Por outro lado, se essa conduta for analisada por meio dos valores per capita do dispêndio, torna-se patente que o Brasil subfinancia o seu sistema de Proteção Social. No âmbito da América, no ano de 2015, o gasto brasileiro foi estimado em US$ 1.58 mil por habitante em valores correntes.

Cinco são as nações do referido continente que se colocam acima dessa marca: EUA (US$ 10.54 mil), Canadá (US$ 7.29 mil), Venezuela (US$ 3.24 mil), Uruguai (US$ 2.64 mil) e Chile (US$ 2.09 mil).

Excetuando-se a Venezuela – por possuir uma taxa de cobertura inferior à brasileira – é possível identificar dois padrões básicos nesse agrupamento de nacionalidades: ou são pequenos países com população reduzida e economias primárias bastante especializadas ou são grandes nações com uma sólida economia industrial.

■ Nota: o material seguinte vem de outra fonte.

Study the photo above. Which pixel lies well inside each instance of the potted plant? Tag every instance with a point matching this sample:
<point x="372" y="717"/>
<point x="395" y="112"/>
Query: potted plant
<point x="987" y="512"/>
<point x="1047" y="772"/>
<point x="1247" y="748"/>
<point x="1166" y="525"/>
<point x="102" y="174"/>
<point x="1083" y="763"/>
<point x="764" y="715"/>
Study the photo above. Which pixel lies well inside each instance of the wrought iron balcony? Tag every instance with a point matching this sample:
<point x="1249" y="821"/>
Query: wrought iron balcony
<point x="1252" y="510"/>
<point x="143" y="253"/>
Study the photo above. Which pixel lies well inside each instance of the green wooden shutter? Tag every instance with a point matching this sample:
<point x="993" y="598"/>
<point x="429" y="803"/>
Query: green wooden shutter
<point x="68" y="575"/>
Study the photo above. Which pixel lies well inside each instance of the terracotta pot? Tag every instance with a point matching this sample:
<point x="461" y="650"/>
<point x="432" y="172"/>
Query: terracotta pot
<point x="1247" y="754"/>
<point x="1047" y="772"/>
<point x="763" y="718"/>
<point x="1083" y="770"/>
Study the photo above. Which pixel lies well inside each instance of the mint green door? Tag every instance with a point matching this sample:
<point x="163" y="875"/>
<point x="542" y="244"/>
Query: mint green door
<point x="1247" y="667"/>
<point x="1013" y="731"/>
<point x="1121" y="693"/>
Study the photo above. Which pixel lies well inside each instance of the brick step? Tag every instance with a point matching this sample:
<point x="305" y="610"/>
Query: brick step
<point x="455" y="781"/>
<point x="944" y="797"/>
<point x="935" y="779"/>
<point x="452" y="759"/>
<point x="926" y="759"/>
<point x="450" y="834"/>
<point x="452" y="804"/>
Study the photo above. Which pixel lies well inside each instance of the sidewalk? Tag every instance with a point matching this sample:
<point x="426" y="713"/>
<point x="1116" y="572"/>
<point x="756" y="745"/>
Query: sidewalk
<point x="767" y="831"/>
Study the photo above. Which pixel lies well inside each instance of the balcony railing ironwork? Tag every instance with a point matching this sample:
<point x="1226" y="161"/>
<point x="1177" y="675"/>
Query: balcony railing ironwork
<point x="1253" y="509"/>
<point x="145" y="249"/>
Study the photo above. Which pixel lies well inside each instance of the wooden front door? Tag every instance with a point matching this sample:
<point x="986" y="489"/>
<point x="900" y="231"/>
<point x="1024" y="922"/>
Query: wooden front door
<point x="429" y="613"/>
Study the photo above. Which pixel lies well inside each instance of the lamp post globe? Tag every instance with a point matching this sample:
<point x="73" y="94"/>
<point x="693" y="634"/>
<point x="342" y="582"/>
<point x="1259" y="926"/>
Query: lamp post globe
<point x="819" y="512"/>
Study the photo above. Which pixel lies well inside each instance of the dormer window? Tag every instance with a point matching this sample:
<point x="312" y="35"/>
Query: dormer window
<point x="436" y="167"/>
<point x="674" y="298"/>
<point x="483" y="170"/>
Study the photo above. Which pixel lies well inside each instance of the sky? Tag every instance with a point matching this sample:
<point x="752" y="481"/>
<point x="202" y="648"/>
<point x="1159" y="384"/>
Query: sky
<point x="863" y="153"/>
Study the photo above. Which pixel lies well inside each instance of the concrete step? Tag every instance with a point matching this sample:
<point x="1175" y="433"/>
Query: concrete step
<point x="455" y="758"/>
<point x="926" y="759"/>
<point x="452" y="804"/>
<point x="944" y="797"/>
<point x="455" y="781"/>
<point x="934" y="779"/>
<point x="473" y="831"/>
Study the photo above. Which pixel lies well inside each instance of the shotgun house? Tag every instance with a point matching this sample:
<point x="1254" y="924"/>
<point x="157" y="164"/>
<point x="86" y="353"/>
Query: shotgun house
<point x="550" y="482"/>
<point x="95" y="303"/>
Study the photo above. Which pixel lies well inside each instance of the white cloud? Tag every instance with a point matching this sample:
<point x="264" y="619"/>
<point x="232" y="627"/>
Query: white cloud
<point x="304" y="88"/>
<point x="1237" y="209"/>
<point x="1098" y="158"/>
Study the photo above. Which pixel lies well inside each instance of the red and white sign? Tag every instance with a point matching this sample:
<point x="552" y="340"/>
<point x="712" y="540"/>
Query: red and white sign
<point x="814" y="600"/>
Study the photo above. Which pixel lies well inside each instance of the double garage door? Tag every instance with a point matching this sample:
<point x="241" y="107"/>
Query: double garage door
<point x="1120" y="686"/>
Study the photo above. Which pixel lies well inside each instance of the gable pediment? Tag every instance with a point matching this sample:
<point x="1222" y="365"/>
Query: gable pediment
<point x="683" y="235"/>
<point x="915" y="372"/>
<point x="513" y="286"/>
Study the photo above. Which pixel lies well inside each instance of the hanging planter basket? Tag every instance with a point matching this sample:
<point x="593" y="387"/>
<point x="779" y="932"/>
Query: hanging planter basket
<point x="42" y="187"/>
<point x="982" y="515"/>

Logo, depreende-se daí que em um país de vasta extensão territorial e amplo contingente populacional torna-se bastante complicado manter um sistema de Proteção Social efetivo e universal, que seja devidamente financiado, baseando-se apenas numa estrutura produtiva fortemente calcada em bens primários ou de industrialização esparsa ou dependente.

Situação aquém

O México – com um dispêndio per capita de US$ 1.12 mil e cobertura de 50,3% da população – e a Colômbia – US$ 0.86 mil em despesas por habitante e 40,8% de abrangência – são realidades que reforçam essa hipótese.

Tal mosaico sugere que o Brasil está numa situação aquém de suas possibilidades quanto ao poder do seu sistema de Proteção Social quando comparado a outros países da América. Se o parâmetro fosse nações europeias, onde a participação desses programas alcançam uma média de 21,6% do produto, o abismo seria maior.

Dessa forma, se os brasileiros desejam construir uma nação desenvolvida, é preciso entender que se faz necessária a existência de um sistema de Proteção Social forte e eficiente, só que isso requer um modelo apropriado de financiamento que seja imune a desvinculações e contingenciamentos indevidos, ou seja, um cenário diverso do hoje existente.